Desde janeiro, Lyncoln (Diniz) habita um espaço nas entranhas do bairro da Mouraria e quando dançou Beco do Jasmim – uma proposta de movimento, durante o Festival Urbano Pedras d’Água 2011, sempre às 15 horas, ficou claro que ali era a culminância de um trabalho de fundo, cotidiano, permeado pelo trabalho com crianças que realiza junto ao c.e.m.
Não só isso, mas inclusive isso. O movimento de estar no Beco do Jasmim, que fica depois da Rua do Capelão, depois do Largo da Severa, a abrir quase diariamente outros espaços, deu à performance uma força permeante, quando o familiar não é comodismo, mas um movimento de estabilidades para percorrer instabilidades, ginasticar o espaço, deixá-lo ser e o transformar, deixar-se transformar.
Pois não se trata mesmo de site specific, outro modo de intervir no urbano. Na proposta de Lyncoln, que converge bem para a filosofia de trabalho do c.e.m, o movimento é mais profundo, vai mais fundo, pois considera a dinâmica de existência do espaço que pretende se relacionar, isso é muito valioso quando se trata de propostas que tem o corpo e a cidade como eixos mobilizadores de movimento.
Fui um dia antes do festival acompanhar Lyncoln. Há, de certo, um ritual importante e que tem a ver com o saber cuidar. Chega no beco, percebe o beco na sua circunstância do dia, dá um jeitinho no lixo perto da árvore e também no entorno, dá um “bom dia!” para os que ali também moram e passam, enquanto passa os olhos no lugar à procura de cacos de vidro ou algo que possa magoar o corpo. Um sorriso escapa nesse trabalho que não é preparação mas uma relação sendo jardinada, uma relação que precisa de cuidado para avançar nos tantos outros espaços do espaço a serem emergidos e percorridos pelo corpo em movimento.

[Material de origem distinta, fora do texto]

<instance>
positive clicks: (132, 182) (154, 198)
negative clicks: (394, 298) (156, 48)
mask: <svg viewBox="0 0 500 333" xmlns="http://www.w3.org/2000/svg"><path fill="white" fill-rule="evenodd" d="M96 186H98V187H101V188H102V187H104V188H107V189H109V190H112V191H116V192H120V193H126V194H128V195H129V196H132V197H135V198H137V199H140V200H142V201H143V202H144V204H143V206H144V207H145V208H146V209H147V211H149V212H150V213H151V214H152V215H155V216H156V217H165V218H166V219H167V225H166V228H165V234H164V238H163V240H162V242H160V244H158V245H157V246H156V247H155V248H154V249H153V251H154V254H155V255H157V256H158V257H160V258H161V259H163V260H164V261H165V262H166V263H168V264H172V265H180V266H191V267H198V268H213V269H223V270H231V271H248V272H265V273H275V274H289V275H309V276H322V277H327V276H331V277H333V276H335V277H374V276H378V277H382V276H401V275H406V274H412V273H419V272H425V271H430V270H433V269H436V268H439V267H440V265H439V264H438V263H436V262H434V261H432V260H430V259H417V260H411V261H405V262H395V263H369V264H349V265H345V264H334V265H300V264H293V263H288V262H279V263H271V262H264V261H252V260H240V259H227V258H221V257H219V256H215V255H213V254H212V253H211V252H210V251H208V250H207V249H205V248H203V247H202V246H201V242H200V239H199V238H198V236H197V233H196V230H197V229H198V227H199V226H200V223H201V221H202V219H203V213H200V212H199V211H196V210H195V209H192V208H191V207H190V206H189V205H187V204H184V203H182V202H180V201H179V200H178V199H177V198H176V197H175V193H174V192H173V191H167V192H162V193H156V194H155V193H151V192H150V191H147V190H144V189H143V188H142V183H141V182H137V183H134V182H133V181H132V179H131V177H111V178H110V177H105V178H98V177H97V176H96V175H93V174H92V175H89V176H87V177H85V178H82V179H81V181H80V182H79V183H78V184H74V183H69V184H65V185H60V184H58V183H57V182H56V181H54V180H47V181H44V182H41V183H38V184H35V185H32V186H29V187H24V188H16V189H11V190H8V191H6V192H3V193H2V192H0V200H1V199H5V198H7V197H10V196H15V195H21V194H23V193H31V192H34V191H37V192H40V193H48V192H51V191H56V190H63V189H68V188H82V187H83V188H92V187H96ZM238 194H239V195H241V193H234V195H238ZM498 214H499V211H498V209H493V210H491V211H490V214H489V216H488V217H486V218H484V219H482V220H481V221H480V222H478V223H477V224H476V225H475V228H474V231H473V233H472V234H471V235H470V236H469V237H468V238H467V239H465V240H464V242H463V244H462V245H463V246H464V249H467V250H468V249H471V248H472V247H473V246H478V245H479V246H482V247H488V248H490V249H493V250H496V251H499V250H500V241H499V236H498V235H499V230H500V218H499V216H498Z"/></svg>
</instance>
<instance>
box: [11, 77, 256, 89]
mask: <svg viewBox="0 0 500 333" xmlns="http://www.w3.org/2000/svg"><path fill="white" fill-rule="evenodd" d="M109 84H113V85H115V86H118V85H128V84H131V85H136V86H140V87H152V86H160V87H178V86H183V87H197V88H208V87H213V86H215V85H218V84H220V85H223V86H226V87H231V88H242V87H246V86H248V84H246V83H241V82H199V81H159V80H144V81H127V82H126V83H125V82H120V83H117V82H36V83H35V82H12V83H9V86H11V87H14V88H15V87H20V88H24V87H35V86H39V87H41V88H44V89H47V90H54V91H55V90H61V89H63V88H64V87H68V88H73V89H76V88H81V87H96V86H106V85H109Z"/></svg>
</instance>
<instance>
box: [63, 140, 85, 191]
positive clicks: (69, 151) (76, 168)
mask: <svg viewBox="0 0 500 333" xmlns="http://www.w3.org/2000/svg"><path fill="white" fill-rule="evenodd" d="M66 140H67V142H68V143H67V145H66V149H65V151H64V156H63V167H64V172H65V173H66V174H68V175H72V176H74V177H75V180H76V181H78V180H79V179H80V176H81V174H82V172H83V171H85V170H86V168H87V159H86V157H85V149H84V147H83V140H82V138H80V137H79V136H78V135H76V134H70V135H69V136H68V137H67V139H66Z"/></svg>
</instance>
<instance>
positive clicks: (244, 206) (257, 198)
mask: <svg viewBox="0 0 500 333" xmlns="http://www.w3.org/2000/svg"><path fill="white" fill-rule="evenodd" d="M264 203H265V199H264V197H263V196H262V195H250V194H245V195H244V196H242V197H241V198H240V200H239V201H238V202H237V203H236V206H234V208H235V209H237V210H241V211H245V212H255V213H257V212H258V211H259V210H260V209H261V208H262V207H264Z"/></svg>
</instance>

Um grau de pessoalidade que aproximou bastante quem lá esteve com ele durante os dias oficiais do festival. Não de ser sobre o Lyncoln, mas que a partir dele o espaço deu-se em brechas, frestas, fissuras para ser outra coisa de e para movimento. Um movimento que fez vir um sentimento de dádiva, ou mesmo de epif6ania, ou mesmo de cumplicidade.
Não há início marcado, há um simples e poderoso estar.
Corpo invertido feito árvore, pernas para cima no movimento de criar raízes aéreas, corpo-rizoma, rizoma-corpo: inversões e verticalidades / horizontalidades, corpo-transversal. Fica assim estático, aparentemente, pois há muito movimento nesse movimento. Da inversão-árvore, escorre para ser chão.
Lyncoln deita no chão mas não escorrega. A qualidade do movimento é outra, não é de tanto escorregar, nem tanto escorrer, é algo mais especifico, parece-me um dobra-se, rolar quase, vai um pouco, um jogo de forças, mesmo escorregando, mesmo escorrendo.
A intensidade do ser chão veio da intensidade de ser árvore, mas as raízes agora eram outras, raízes móveis que indicam caminhos e percursos a serem vivenciados como movimento de estar-com. Uma relação se constrói no presente da relação, familiaridades que criam estranhamentos que criam familiaridades para outros movimentos. Ou como ele descreve no site, “corpo-ponto, corpo-paisagem, corpo-ambiente”.
Mover-se no Beco do Jasmim é encontrar o não familiar no familiar, é morada feito corpo, é movimento feito as pinturas nas paredes de tantos e tantos toques humanos infantis. Isso, Lyncoln pinta o espaço na ação física e poética de todo um corpo a se engendrar no humano que pulsa no Beco do Jasmim.
Corpo suspenso e os dedos de uma mão não tocam a grama, há sutileza. Corpo a fazer-se presente. Parada, força física, conversar com o espaço para criar outros espaços, elasticidades. Risos são como forças do corpo de dentro a vazar, escapar sonoridades, vozes, murmúrios, pequenas gargalhadas, glossolalias, não-linguagens, descodificação, expulsar, dar vazão, libertar.
Movimento, gestos, figuras que despertam também riso de quem está com ele, companhia inusitadas como no dia que apareceram dois cachorros como expectadores participantes, momentos estes e outros onde o riso apareceu em todos, ora implicitos, ora explicitos, evidencias de estar junto, pronto, prontidão, estou contigo, estamos contigo.
E tu, estás comigo?
Ju
Jou, muito obrigada para quem de longe consegue se aproximar um pouco pela sua documentação. Uma correção: Lyncoln.